To say people are mad is an understatement.
Another day, another change to something in Pokémon Go that royally angered the community. It’s not shocking, surprising, or even unexpected at this point. This time, it’s changes to the Remote Raids that have brought the ire of community members to the forefront yet again.
Niantic told players today that it is increasing the price of Remote Raids Passes, which allow players to join Raids from outside of their interactable area, and are putting a limit on how many they can join per day. The reaction from the community was swift, vile, and unrelenting. Many are commenting on how disabled people will be hurt by this, and others are pointing out that people who don’t live in densely populated areas will also be affected.
Not to mention, it was a feature that the majority of the player base simply enjoyed. The Remote Raids were added in response to the COVID-19 pandemic so that players could still join in on Raids without having to put themselves in danger of contracting the disease from others.
The move isn’t surprising to most players either, since there was an inkling that the restriction was coming when Joe Merrick, who runs Serebii.net, caught it in an update that was quickly taken out of the game once it was spotted last month.
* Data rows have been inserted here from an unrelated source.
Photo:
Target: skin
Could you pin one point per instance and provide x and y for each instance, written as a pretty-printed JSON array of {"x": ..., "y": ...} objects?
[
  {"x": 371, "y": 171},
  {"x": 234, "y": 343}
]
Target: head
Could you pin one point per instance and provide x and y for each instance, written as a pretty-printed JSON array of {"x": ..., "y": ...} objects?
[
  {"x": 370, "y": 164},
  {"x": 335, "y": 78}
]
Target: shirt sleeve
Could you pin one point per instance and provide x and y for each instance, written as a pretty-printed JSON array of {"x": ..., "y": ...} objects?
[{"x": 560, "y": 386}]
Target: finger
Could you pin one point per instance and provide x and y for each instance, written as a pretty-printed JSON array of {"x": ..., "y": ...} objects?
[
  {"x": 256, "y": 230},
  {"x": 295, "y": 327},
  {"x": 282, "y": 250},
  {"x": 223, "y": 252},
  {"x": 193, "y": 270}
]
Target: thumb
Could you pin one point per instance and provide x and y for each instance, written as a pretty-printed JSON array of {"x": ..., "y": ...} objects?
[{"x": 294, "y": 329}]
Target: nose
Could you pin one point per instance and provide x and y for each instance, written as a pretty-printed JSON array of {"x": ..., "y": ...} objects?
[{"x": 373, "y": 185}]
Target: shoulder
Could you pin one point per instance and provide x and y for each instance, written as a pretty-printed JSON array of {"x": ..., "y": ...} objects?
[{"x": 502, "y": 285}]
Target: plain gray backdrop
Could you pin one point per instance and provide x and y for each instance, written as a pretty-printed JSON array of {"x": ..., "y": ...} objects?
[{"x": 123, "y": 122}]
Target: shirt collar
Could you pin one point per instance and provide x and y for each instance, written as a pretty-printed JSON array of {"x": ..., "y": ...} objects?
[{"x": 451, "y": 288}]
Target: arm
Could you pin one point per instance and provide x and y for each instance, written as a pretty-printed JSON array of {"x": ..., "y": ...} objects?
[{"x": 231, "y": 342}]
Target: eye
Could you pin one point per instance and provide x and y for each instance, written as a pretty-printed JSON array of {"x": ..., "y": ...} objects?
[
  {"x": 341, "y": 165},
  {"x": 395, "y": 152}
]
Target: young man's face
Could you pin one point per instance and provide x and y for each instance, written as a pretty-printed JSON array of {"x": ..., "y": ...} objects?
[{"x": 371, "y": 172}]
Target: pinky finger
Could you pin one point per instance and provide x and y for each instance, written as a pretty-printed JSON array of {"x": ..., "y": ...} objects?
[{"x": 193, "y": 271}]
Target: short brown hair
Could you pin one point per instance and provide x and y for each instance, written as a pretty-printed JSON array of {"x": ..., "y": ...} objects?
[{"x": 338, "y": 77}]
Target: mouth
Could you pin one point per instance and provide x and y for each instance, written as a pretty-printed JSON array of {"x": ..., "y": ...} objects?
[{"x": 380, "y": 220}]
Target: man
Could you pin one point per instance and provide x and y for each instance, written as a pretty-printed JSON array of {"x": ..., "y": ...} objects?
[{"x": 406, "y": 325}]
The reasoning for the restrictions and increase in price was explained in the announcement post.
“Since their introduction in 2020, Remote Raid Passes have come to dominate the experience of playing Pokémon Go in a way we never intended,” Niantic said. “We plan to keep Remote Raid Passes as part of Pokémon Go. However, we believe this change is necessary for the long-term health of the game, and we do not make it lightly. We feel this is a necessary step toward our goal of preserving and improving the unique experience of playing Pokémon Goa game we hope you continue to enjoy long into the future.”
The “unique experience” that the developers are looking for? Going outside. This has been the mission of the game since the beginning that game director Michael Steranka has pushed consistently by adding and taking away features that encourage players to get together with friends.
It’s clear that Niantic knew the backlash would be imminent since Pokémon Go vice president Ed Wu had an “extensive” Zoom call with Eurogamer in which he tried to defend the decision.
“We know this is a big change and some folks will have a strong reaction to that,” Wu told Eurogamer. “We’re very empathetic to that reaction. But we really think this is the right thing for the overall long term health of the game, and our desire to make sure it’s great for many, many, many years to come.”
It’s very clear that the community disagrees. Although Niantic was ready for the backlash, players and Niantic alike will have to wait to see how the change impacts the overall participation in the game and how it might affect the company’s bottom line.
The community is mad just about any time Niantic makes a change that takes something away from the game that they’ve valued, shifts things back to the pre-pandemic state after they’ve enjoyed a feature for so long, or implements a feature that is hidden behind some kind of paywall, but this reaction is far harsher than most of those things. The last time the community was this upset, Steranka tried to tell them that they were the reason the Community Day times reverted back to just three hours on one day of the weekend.
Unfortunately for those who play the game on the regular, there isn’t much they can do about it except vote with their wallets. If the change is so universally hated that players avoid paying more for the features they used to enjoy for free, Niantic will surely see it in its next earnings report.